In this part of the series, we will comprehend the new IIS Metabase storage format that is completely based on XML. We then will outline the advantages of this new format, such as the ability to edit the configuration settings by using familiar tools such as Notepad, the ability to make changes while IIS is running without even having to stop and restart the service, and so on. After that, we will look at the changes in the security model of IIS 6.0 and the impact of those changes in ASP.NET applications. Finally, we will see how to secure ASP.NET applications by using the different authentication mechanisms in IIS.

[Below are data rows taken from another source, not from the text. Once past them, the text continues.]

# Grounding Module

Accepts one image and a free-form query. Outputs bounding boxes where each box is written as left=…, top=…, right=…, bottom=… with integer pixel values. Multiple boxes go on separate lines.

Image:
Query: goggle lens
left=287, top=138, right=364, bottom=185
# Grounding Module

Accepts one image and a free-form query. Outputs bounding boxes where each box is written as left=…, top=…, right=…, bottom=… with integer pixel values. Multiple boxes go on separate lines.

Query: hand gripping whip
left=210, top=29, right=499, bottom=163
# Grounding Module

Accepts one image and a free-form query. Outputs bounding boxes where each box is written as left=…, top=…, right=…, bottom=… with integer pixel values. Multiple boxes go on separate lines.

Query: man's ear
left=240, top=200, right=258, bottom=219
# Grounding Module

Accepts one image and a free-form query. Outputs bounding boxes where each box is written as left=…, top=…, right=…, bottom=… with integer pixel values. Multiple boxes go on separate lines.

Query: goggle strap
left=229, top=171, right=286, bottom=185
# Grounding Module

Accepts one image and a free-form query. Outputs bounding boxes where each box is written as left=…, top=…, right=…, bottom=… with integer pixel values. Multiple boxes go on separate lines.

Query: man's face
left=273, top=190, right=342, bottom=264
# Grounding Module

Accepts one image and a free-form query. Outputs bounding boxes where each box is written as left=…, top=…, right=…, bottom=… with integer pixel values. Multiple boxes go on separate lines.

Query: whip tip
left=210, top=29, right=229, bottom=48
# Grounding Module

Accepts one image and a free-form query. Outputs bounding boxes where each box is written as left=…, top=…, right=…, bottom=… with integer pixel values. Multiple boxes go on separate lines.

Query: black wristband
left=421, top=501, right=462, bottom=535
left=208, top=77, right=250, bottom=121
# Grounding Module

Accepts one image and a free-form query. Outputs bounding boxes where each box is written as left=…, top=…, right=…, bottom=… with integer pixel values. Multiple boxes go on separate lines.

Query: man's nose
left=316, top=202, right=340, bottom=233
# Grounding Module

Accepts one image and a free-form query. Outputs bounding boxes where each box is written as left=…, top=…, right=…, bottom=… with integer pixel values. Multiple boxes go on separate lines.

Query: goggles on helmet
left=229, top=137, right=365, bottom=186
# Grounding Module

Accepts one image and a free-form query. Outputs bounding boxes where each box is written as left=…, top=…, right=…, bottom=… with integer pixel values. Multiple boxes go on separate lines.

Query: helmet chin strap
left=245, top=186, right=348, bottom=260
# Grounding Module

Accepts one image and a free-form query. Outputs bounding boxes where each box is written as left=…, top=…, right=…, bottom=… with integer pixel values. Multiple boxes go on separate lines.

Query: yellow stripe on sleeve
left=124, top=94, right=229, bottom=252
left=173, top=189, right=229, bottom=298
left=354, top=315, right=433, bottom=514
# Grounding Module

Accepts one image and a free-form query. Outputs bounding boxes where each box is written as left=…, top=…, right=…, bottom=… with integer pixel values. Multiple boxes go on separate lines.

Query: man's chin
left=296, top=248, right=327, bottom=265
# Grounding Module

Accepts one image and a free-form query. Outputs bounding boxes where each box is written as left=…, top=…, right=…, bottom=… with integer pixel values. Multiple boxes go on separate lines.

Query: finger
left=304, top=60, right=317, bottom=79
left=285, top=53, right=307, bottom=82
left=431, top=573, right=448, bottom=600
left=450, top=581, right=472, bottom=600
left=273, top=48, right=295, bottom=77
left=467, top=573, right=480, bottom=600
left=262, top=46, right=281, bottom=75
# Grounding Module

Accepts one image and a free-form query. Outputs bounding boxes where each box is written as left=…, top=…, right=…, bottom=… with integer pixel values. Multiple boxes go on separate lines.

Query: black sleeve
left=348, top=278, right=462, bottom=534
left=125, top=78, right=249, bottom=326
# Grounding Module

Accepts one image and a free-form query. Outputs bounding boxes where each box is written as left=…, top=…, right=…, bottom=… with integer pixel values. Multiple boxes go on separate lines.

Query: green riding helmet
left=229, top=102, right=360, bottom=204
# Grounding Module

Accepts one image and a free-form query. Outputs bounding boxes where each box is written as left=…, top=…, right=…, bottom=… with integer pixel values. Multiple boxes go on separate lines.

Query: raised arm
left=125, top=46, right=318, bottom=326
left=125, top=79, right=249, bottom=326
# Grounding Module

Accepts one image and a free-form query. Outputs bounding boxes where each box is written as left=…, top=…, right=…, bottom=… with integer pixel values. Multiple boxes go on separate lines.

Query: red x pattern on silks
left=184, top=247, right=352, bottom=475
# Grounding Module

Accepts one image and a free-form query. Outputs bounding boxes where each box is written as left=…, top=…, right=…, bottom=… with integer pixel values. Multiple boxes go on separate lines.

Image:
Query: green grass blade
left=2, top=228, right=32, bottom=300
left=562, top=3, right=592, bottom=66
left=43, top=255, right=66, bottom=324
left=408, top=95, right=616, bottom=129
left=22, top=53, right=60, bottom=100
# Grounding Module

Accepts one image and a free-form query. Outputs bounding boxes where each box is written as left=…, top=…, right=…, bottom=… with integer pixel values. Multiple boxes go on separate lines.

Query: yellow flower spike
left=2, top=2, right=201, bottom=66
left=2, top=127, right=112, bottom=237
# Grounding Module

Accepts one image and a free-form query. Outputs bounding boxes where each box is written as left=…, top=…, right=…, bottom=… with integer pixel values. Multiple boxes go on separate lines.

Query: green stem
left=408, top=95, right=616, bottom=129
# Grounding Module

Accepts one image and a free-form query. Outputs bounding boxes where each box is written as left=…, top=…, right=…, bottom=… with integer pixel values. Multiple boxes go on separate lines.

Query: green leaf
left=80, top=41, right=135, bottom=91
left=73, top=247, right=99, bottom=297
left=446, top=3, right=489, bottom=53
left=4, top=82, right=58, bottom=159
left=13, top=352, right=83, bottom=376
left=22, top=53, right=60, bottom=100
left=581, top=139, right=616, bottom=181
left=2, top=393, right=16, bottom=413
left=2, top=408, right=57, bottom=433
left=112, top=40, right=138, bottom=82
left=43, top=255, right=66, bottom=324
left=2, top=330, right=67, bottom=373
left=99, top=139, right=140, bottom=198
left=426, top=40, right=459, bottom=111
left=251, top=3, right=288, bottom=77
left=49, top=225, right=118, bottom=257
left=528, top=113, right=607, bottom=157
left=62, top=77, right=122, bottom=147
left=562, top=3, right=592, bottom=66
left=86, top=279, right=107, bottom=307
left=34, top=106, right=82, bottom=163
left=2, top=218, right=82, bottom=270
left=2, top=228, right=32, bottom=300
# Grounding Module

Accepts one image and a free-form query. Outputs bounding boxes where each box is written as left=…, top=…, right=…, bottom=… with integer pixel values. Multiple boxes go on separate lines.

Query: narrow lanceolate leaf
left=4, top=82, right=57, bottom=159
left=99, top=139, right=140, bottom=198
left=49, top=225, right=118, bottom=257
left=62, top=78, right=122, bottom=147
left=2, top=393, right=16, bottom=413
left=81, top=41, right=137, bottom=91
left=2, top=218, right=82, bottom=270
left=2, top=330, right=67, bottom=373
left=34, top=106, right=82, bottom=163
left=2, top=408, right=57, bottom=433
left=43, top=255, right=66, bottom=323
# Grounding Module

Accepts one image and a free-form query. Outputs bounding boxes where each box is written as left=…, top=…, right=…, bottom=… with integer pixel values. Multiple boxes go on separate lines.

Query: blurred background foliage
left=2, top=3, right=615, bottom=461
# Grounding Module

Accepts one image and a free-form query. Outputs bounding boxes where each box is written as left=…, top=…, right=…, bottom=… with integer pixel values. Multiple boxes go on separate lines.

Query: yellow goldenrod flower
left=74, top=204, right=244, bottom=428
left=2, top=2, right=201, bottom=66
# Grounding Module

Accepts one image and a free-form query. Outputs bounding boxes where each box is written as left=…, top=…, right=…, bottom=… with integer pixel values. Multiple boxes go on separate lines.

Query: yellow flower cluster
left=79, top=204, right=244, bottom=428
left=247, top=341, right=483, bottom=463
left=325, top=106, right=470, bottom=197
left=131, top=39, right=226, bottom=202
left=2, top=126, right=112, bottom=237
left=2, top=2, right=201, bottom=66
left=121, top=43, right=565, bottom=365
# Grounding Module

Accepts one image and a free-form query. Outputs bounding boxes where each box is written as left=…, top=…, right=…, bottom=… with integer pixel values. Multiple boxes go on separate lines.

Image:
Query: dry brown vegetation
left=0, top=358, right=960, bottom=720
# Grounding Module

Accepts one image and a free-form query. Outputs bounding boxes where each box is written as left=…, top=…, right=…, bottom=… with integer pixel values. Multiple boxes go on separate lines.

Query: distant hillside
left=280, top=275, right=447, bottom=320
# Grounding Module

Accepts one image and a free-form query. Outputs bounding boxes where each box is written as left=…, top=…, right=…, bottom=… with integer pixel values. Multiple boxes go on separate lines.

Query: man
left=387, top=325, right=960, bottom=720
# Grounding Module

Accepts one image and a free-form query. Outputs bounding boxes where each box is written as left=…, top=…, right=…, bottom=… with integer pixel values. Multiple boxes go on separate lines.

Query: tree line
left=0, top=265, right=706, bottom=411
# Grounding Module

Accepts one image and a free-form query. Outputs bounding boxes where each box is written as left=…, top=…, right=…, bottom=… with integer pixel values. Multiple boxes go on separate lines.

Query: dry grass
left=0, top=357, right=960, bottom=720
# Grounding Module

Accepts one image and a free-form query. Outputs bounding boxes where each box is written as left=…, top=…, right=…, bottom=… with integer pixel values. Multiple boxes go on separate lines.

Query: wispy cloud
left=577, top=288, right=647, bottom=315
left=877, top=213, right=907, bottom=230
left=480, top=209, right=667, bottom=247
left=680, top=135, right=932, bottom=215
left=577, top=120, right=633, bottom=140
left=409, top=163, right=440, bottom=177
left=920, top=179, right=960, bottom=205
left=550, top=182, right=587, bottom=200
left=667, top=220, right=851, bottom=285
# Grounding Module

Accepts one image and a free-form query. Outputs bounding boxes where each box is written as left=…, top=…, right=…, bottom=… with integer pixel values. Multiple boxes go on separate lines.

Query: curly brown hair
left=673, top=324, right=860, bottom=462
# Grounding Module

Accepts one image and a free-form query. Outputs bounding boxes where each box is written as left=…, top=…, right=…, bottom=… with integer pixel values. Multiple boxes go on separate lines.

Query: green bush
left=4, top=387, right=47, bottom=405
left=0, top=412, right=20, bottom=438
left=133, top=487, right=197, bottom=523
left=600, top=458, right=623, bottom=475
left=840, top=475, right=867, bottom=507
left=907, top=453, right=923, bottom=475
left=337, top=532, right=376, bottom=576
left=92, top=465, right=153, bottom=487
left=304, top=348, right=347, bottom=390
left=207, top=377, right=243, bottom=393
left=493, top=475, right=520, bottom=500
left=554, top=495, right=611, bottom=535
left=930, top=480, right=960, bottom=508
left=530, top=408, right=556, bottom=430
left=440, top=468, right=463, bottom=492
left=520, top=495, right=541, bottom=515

The typical Internet Web site no longer operates on just one server. Web sites now spread across multiple Web servers, or across Web farms. Even intranet sites have increased in number as businesses and organizations are developing and deploying more applications, especially Web-enabled applications. In addition, as remote administration has become more common, there has been an increasing demand to improve API access and direct configuration support. With the Internet and intranet changes over the past few years, managing a Web site is no longer as simple as managing one or a few Web servers from an office, but has become an intricate and complex process. IIS 6.0 introduces new features to improve the administration of Web sites. The IIS 6.0 configuration store is now expressed as plain text XML, which allows for direct text editing of the metabase configuration in a robust and recoverable fashion, even while the server is running.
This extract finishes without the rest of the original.